Thursday, December 21, 2006
there's smth wrong when i say i wanna walk in the rain. tt's when i feel like crying but i cant. but today i had company. so 2 idiots were walking in the rain. i saw the tear trickling down his cheek. sigh. ppl do run out of chances u know? one weak little heart cant take that many disappointments, heartaches, torment. its sad seeing him torn up inside cos of her. he needs some form of company, so do i. i guess tt's the only reason why we're accompanying each other today.

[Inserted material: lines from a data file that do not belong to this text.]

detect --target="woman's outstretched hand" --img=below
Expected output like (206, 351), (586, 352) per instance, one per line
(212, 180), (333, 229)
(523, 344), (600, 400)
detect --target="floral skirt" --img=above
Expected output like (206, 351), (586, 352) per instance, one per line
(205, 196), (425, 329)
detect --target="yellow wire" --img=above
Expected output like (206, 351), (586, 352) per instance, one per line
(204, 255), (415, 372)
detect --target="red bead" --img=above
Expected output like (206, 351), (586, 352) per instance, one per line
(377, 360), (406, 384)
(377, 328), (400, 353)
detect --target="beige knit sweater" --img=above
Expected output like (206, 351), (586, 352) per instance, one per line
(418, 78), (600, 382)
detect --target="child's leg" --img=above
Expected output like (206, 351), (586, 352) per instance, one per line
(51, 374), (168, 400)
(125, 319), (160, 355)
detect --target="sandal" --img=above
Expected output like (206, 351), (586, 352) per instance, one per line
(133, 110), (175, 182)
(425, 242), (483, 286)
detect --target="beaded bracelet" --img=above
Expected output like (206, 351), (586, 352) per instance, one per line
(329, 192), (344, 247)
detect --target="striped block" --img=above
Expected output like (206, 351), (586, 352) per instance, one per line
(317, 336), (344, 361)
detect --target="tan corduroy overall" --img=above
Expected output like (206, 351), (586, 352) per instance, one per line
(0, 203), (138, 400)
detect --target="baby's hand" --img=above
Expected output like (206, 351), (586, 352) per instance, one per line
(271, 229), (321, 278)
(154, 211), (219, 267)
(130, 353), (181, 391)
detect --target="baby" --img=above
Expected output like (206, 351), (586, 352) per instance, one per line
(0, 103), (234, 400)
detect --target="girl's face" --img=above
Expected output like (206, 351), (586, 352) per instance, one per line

zk's words dun matter anymore, they dun weigh as much as they used to. cos im starting to have doubts, starting to lose trust. i thot losing faith was bad enough, and i nv thot i'd face the problem of honesty with him. he says he forgot, well, then so be it. its tiring arguing w him over the same ex over and over again. and he thinks i've got an issue w her, just her. why not ask himself if he's got an issue w her, just her? i cant be bothered anymore. whatever he says, i'll just listen. words are merely words, i only appreciate action now. i believe what i see. i cant and i wont do anything to change him, cos i nv believed in changing someone to suit yourself. the only thing is for me to try changing my attitude n rxn to all these. if i manage to change n not care a damn, its either i've grown n learnt to take all these in my stride, or its that i simply dun feel for u anymore. u said, everyday is a learning process. i oughta learn alot more about tolerance.
nic said love's like chocolate. bittersweet, yet so addictive. i say i want mine to be godiva chocolate, i dun care if its bitter or sweet, its precious and leaves a memorable experience.